Regional Comparison: Grand Forks Within North Dakota's Tight Labor Market
North Dakota's overall employment picture is substantially tighter than the national average. The state's unemployment rate of 2.6% in January 2026 substantially undercuts the national rate of 4.3% in March 2026. Initial jobless claims in North Dakota have collapsed year-over-year, falling from 673 to 276—a 59% decline—while national claims have fallen only 31.6%. This disparity suggests North Dakota is experiencing more pronounced labor market tightening than the nation as a whole.
Within this context, Grand Forks's three WARN notices represent a relatively modest share of state-level disruption. However, the data do not permit precise comparison of Grand Forks layoff rates to other North Dakota communities, as the WARN Firehose dataset is geographically granular but does not provide comparative notices for other cities in the state.
What is clear is that Grand Forks participants in a regional labor market characterized by extreme tightness, limited unemployment, and strong wage pressure—conditions favorable for rapid reemployment of displaced workers but challenging for employers facing recruiting constraints.
H-1B Hiring Context: No Direct Conflicts Identified
The H-1B data for North Dakota reveal substantial use of foreign worker visas across the state, with 3,280 certified petitions from 620 unique employers. However, none of the three Grand Forks WARN filers—Steffes, Hornbachers, or Wells Concrete—appear in the list of top H-1B employers. This suggests these companies are not simultaneously laying off domestic workers while importing foreign labor—a pattern that would signal labor displacement rather than genuine labor shortage response.
The top H-1B employers in North Dakota are dominated by universities (North Dakota State University, University of North Dakota) and healthcare systems (Sanford Clinic North), along with technology outsourcing firms like Tech Mahindra.

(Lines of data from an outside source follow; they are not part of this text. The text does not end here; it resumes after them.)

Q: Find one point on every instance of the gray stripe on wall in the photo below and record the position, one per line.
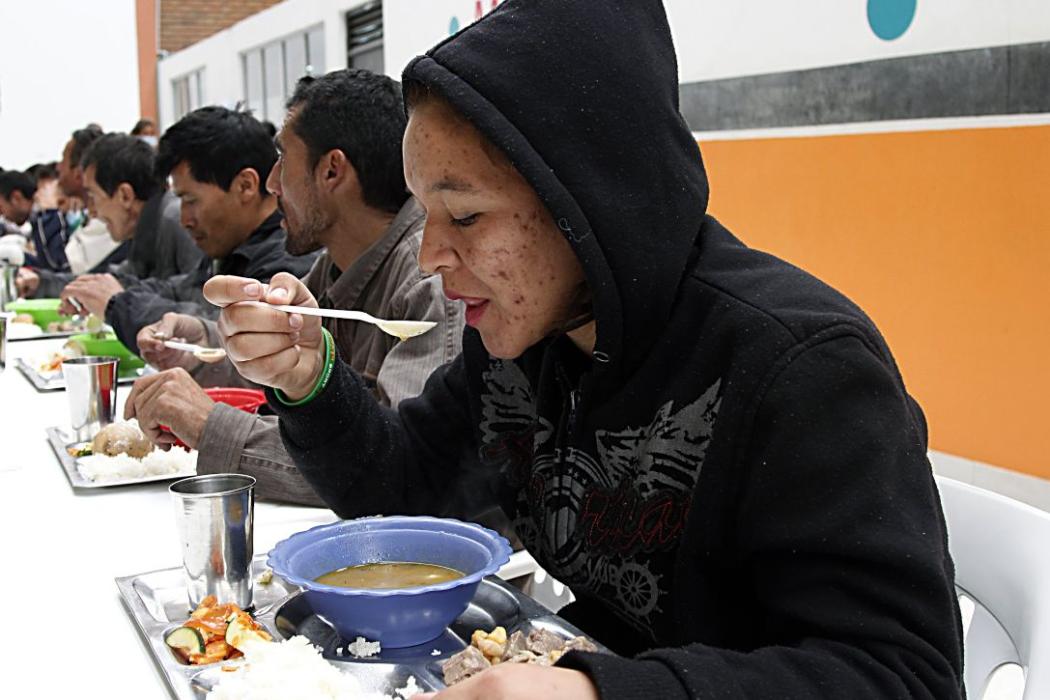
(1004, 80)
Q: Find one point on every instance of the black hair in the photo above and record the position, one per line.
(362, 114)
(120, 157)
(41, 171)
(216, 144)
(14, 181)
(141, 126)
(82, 140)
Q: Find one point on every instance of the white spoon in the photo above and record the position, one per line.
(209, 355)
(400, 330)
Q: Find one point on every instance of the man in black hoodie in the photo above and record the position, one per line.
(218, 161)
(711, 447)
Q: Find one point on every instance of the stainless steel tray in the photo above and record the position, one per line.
(56, 382)
(46, 336)
(156, 602)
(59, 440)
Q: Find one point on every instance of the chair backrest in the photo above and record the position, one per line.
(1002, 553)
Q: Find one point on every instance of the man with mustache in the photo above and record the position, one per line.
(340, 185)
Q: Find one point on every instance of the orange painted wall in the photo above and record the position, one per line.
(943, 237)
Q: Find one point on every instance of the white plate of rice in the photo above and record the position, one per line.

The occupations most commonly sponsored under H-1B include medical laboratory technologists, computer systems analysts, and software developers—roles requiring specialized technical training not directly competitive with the professional services, retail, and manufacturing positions affected by Grand Forks layoffs.
This occupational separation suggests H-1B hiring in North Dakota addresses genuine skill gaps in technology and healthcare rather than representing a substitute for the domestic workers laid off in Grand Forks.